Paul O’Neill’s first visit to Monument Park came at the original Yankee Stadium, shortly after the Yankees acquired him from the Reds in a November 1992 trade for outfielder Roberto Kelly -- a swap that many have pointed to as the dawn of the Bombers’ late-1990s dynasty.
O’Neill recalls examining the monuments for Babe Ruth and Lou Gehrig, then moved to visit tributes to Mickey Mantle and Yogi Berra, absorbing the iconic names that established the franchise’s winning tradition. He instantly sensed the responsibility and weight of wearing the pinstripes.
“It was kind of a calling,” O’Neill said. “Once you walked into that stadium, it was like, ‘You know what? I’ve got to go see this.’ I had heard about the monuments. Going behind the outfield wall and seeing those plaques, the stories and the written things, it brought it all home. That’s where those things happen, in Yankee Stadium.”

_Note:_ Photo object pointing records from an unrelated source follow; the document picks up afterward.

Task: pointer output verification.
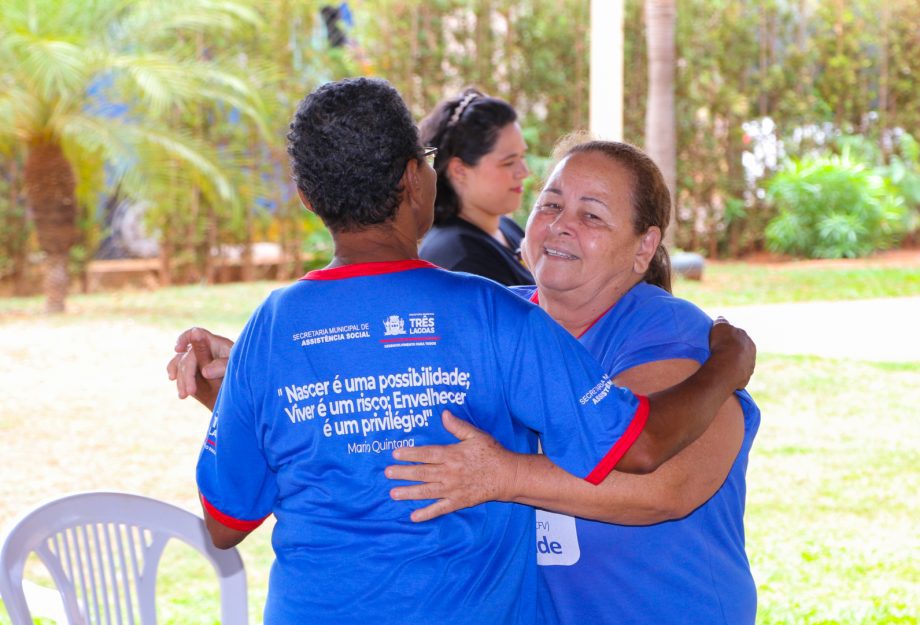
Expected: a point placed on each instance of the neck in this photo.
(577, 309)
(380, 243)
(486, 222)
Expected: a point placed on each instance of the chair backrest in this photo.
(102, 550)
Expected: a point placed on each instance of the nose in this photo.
(522, 171)
(560, 225)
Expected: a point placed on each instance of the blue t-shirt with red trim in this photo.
(333, 373)
(690, 571)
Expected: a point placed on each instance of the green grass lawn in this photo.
(833, 479)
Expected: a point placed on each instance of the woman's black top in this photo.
(459, 245)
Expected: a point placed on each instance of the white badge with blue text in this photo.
(557, 539)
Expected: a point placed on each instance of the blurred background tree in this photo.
(183, 107)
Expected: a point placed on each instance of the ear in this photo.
(648, 245)
(456, 171)
(412, 178)
(303, 200)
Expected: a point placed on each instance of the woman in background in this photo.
(481, 171)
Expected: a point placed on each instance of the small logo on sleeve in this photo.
(210, 442)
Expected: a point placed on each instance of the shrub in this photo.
(833, 206)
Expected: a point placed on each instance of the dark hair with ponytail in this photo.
(651, 199)
(466, 126)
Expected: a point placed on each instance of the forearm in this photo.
(679, 415)
(544, 485)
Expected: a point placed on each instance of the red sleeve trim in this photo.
(229, 521)
(367, 269)
(619, 449)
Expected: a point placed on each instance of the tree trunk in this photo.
(51, 190)
(660, 119)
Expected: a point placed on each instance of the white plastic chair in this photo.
(102, 551)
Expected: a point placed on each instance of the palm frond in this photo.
(54, 66)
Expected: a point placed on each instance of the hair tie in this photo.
(460, 108)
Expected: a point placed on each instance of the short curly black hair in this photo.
(349, 143)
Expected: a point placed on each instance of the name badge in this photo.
(557, 539)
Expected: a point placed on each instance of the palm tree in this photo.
(661, 119)
(64, 64)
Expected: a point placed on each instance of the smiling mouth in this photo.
(558, 254)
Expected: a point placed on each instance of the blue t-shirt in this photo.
(689, 571)
(334, 372)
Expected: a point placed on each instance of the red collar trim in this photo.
(535, 298)
(367, 269)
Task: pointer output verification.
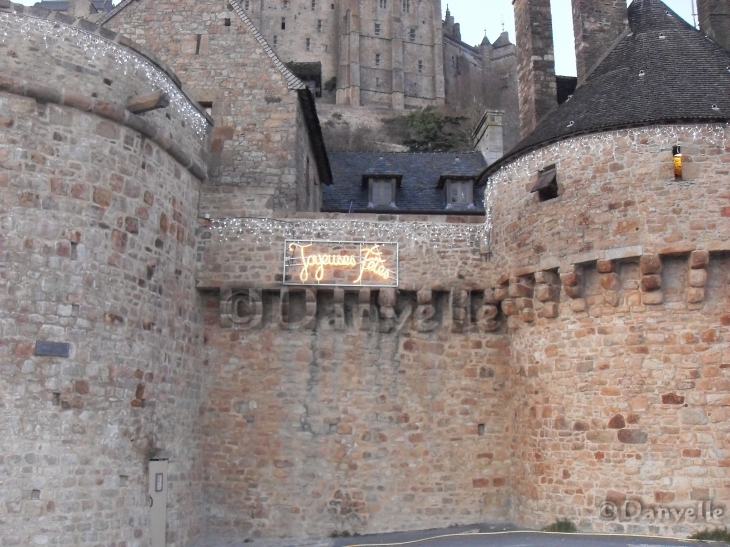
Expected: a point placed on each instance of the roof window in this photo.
(677, 155)
(382, 193)
(547, 183)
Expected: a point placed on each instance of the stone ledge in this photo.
(109, 111)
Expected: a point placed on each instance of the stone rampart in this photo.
(216, 51)
(99, 326)
(616, 297)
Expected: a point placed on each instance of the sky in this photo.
(476, 16)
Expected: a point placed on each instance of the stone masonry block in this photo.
(605, 266)
(547, 277)
(610, 281)
(509, 307)
(574, 292)
(500, 293)
(518, 288)
(695, 295)
(652, 298)
(699, 259)
(697, 278)
(547, 293)
(550, 310)
(571, 279)
(651, 283)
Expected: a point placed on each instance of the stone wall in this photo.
(601, 206)
(254, 146)
(237, 252)
(596, 26)
(535, 62)
(464, 74)
(714, 19)
(381, 65)
(359, 409)
(97, 255)
(616, 297)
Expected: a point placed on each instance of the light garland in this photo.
(592, 145)
(267, 230)
(96, 47)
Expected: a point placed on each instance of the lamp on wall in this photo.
(677, 153)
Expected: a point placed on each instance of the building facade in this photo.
(565, 355)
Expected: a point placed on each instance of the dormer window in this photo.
(547, 183)
(460, 193)
(459, 190)
(381, 190)
(382, 193)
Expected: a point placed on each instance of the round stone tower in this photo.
(611, 229)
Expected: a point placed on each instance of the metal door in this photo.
(158, 500)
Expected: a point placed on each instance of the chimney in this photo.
(714, 18)
(535, 62)
(596, 25)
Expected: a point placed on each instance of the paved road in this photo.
(494, 536)
(467, 536)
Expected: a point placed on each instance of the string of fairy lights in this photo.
(431, 234)
(259, 230)
(50, 33)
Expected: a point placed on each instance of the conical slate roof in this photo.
(662, 71)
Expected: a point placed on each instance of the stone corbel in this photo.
(650, 266)
(241, 309)
(488, 312)
(547, 294)
(609, 281)
(459, 306)
(521, 289)
(697, 278)
(309, 321)
(572, 279)
(364, 321)
(386, 301)
(425, 311)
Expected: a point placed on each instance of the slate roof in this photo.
(418, 191)
(502, 41)
(684, 75)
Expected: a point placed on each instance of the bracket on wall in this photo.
(139, 104)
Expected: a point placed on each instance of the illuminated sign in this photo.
(339, 263)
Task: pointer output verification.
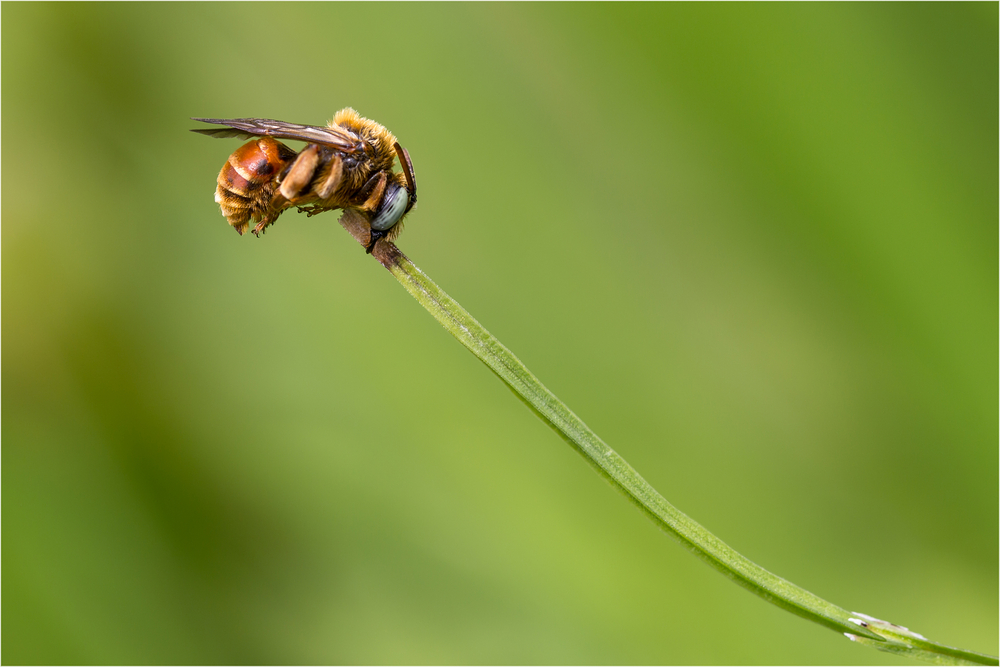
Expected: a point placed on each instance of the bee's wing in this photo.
(245, 128)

Eight years after O’Neill was honored with a plaque in Monument Park, the Yankees will retire the beloved outfielder’s uniform No. 21 before Sunday’s game against the Blue Jays. O’Neill will be the 23rd Yankees player or manager to have his number retired.
“The first thing I noticed when I was traded over from Cincinnati was the history and pride of the Yankees,” O’Neill said. “I had the opportunity to meet Mickey Mantle and Yogi Berra, and have a relationship with Whitey Ford. Those are great memories for me. You never put yourself in a position where you think you’re going to achieve something that those great players before you did.”

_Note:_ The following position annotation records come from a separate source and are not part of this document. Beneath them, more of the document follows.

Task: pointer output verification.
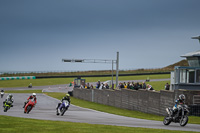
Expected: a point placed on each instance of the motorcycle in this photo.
(30, 86)
(2, 93)
(29, 106)
(7, 105)
(179, 116)
(64, 107)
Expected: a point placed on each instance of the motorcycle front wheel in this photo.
(63, 111)
(183, 121)
(5, 109)
(29, 109)
(167, 120)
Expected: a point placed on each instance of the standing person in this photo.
(166, 86)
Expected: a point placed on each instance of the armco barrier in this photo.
(14, 78)
(141, 100)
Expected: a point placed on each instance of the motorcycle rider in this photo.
(67, 97)
(2, 93)
(179, 101)
(9, 98)
(33, 96)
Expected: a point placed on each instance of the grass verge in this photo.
(21, 125)
(117, 111)
(23, 91)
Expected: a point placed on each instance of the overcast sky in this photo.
(35, 35)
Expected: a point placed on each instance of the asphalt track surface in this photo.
(46, 110)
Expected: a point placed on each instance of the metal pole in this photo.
(112, 75)
(117, 69)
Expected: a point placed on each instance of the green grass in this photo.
(23, 91)
(24, 125)
(117, 111)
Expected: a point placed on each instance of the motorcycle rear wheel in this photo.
(183, 121)
(5, 109)
(63, 111)
(166, 120)
(29, 109)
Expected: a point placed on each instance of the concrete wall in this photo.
(141, 100)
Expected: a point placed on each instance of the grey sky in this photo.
(36, 35)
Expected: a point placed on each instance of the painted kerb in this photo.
(152, 102)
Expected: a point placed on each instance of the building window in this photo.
(198, 76)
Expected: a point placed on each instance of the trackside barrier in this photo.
(14, 78)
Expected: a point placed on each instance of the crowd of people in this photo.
(129, 85)
(135, 86)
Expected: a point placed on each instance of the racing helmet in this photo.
(182, 97)
(10, 95)
(34, 94)
(67, 95)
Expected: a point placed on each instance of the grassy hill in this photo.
(101, 72)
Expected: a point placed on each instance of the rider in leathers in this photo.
(10, 99)
(33, 96)
(179, 101)
(67, 97)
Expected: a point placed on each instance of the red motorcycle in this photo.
(29, 106)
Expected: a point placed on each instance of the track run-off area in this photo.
(45, 109)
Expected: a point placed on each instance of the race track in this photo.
(46, 110)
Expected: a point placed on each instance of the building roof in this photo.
(192, 54)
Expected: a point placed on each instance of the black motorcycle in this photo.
(64, 107)
(179, 116)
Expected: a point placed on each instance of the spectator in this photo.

Affectionately referred to as “The Warrior” by fans and known for his powerful throwing arm, O’Neill spent the final nine seasons of his 17-year Major League career in the Bronx (1993-2001), winning four World Series with the Yankees (1996, ’98-2000) and appearing in a fifth (2001).
O’Neill will join teammates Derek Jeter (No. 2), Jorge Posada (No. 20), Andy Pettitte (No. 46), Mariano Rivera (No. 42), Bernie Williams (No. 51) and former manager Joe Torre (No. 6) in having their numbers retired from the dynasty era.
“It’s kind of mind-blowing,” O’Neill said. “Everybody might say, ‘Hey, that’s a lot of people,’ but a lot of good things happened in a short period of time there. To win four World Series in five years, when is that going to happen again? So I’m proud to be associated with those teams, and especially the guys that were a part of those teams that are out in Monument Park right now.”
As for how O’Neill received uniform No. 21? It was assigned to him when he joined the Reds in 1985, and O’Neill likes to think of it as a tribute to a different strong-armed right fielder -- Roberto Clemente.
“The first Major League Baseball game that I ever went to with my father, we were at Crosley Field in Cincinnati,” O’Neill said. “My father put me in a direction where No. 21 for the Pittsburgh Pirates was in the background, Roberto Clemente. And when I received the number in Cincinnati, that’s the first thing that came to my mind: ‘Wow, that was Roberto Clemente’s number.’
"I still have the picture, and that’s kind of where this number became special to me.”